My own story of horror: there’s a particular bar that used to exist that shall go unnamed (the Brickskeller) whose downstairs bathroom I dubbed “the worst bathroom in DC.” First, the smell – a high school boys pool lockerroom. All the tile had that same wet mold/dirt stain on it. Second, everything was wet. You couldn’t pull down your pants in the stall for fear you’d soak up the moisture on the ground. The sink was covered in water. Third, dimly lit – not sure if that was intentional. Fourth, NO paper towels and a broke-down air hand dryer. Talk about unsanitary.
The place shut down and was reopened/renovated/something happened recently. I haven’t been yet, but reports from my friends is that the bathroom situation has been upgraded! We’ll see.
Today’s junk food: Lifesavers Gummies Collisions!
Lifesavers Gummies Collisions are the latest in the line of Lifesaver Gummies. As I noted in this post, I am a gummy sort of person. So when I saw NEW and 2-Flavors-in-1, I knew I had to try. After all, I’d had a lot of success with the Jolly Ranchers gummy candy that was a combo of fruity flavors – these had to be just as good, right?

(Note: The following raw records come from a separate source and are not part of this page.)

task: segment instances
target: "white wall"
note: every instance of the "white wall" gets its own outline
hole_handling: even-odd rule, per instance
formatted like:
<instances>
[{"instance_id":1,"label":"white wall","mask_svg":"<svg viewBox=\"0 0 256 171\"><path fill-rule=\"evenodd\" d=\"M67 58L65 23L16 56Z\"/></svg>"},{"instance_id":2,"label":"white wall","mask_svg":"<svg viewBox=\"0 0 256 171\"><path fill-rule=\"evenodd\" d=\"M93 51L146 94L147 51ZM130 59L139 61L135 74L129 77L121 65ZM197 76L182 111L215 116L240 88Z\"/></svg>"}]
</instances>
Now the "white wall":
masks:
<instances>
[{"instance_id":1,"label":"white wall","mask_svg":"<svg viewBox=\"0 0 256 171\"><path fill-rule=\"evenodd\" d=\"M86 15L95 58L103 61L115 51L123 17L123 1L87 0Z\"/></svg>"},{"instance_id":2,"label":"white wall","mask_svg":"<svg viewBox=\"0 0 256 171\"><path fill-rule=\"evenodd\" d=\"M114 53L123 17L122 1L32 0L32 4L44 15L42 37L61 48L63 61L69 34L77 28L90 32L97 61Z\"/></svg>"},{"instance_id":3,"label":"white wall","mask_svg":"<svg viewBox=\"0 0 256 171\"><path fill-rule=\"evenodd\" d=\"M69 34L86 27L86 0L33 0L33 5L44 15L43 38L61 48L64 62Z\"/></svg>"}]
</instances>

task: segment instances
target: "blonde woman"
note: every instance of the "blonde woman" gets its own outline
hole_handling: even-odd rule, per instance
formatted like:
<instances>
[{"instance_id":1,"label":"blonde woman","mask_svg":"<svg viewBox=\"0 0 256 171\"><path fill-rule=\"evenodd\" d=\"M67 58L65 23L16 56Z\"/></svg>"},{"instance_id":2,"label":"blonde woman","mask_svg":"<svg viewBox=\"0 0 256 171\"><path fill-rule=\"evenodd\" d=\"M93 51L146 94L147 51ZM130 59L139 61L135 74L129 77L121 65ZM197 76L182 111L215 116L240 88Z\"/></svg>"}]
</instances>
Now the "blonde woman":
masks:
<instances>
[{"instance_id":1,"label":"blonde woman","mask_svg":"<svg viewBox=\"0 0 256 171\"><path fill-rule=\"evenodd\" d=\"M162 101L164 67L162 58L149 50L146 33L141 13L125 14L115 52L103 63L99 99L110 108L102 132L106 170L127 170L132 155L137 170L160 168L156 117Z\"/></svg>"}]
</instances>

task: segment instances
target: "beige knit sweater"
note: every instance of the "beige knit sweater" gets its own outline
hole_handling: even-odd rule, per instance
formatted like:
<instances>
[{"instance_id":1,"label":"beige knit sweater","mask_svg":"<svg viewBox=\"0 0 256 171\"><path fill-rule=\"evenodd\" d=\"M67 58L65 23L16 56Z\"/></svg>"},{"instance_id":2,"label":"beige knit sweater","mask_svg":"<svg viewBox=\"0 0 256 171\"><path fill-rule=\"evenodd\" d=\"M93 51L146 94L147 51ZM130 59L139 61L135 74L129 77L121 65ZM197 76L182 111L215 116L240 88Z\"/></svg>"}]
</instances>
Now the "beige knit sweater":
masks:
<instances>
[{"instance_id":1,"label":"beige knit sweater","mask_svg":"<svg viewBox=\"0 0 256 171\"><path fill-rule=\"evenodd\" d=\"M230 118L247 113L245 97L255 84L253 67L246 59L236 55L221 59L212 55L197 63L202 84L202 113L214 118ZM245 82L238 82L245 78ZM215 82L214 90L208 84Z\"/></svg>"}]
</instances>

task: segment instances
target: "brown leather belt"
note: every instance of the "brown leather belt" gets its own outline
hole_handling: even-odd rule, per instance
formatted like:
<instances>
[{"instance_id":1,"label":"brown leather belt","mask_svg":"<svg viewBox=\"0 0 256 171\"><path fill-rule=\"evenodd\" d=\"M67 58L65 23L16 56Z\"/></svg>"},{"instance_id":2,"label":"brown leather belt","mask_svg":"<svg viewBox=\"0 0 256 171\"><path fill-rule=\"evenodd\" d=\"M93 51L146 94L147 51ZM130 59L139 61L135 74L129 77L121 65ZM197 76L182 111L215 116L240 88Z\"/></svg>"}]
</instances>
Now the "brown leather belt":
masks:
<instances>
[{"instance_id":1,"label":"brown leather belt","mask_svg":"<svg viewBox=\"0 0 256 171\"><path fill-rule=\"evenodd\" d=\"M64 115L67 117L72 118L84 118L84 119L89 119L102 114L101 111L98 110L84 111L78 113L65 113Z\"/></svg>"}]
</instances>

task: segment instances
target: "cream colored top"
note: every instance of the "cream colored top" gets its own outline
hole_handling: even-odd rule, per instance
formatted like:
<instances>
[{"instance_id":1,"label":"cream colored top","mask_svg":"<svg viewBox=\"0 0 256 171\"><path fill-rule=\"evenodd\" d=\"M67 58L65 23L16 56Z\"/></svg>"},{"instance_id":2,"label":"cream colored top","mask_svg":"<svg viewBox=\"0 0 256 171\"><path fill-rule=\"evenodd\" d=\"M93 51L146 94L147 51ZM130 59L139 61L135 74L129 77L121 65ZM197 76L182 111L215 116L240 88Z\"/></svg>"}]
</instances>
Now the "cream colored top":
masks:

Lifesavers Gummies Collisions is the name for this candy, but the bag is poorly designed…besides the obvious reference of two things coming together, there’s no indication of any collision on the bag. There’s no pictures of fruit running together, etc. Does “collisions” just sound more exciting? Not to me.
I like the flavor combos here, however. Pineapple punch seems like a no-brainer, and raspberry lemonade? Tasty. Cherry watermelon…I’ll reserve my judgment.
Sidenote: this bag was REALLY colorful. I felt like I was about to eat a circus.
…Not funny. At all, Lifesavers Gummies Collisions. Booooooooooooooo.
Lifesavers Gummies Collisions look like toys in a bag, like a bunch of alien glow balls. The colors of this candy are SO vibrant, I KNOW these are not good for me.
I mean, seriously, HOW do they get these rubbery chewy morsels to LOOK like this? They’re JUST as the bag showed, and perfect. They even have the Lifesaver letters on them! This is an engineering marvel – forget building an engine that can run on ethanol, make more of these blickies!
Ok, time to taste. The Raspberry Lemonade gummy – definitely lemony, and I got a slight hint of raspberry, but only in that the lemony flavor ended with a sweet flavor rather than a citrusy one. The Pineapple Punch gummy – hmmm didn’t really get a fruit punch flavor; this just tasted like a sweet fruit flavored gummy. If I closed my eyes and thought “This is…strawberry pineapple flavor” I think I would’ve tasted that. The Cherry Watermelon was actually the only gummy that tasted distinctive – I definitely tasted the sharp bite of the cherry right off the bat and as I chewed, the roundness of watermelon flavor came through to mix with the cherry. Very good.
Overall, meh. I love Lifesaver Gummies, and these were just fine, but nothing that would make me want to buy these again. Eatable, but not memorable.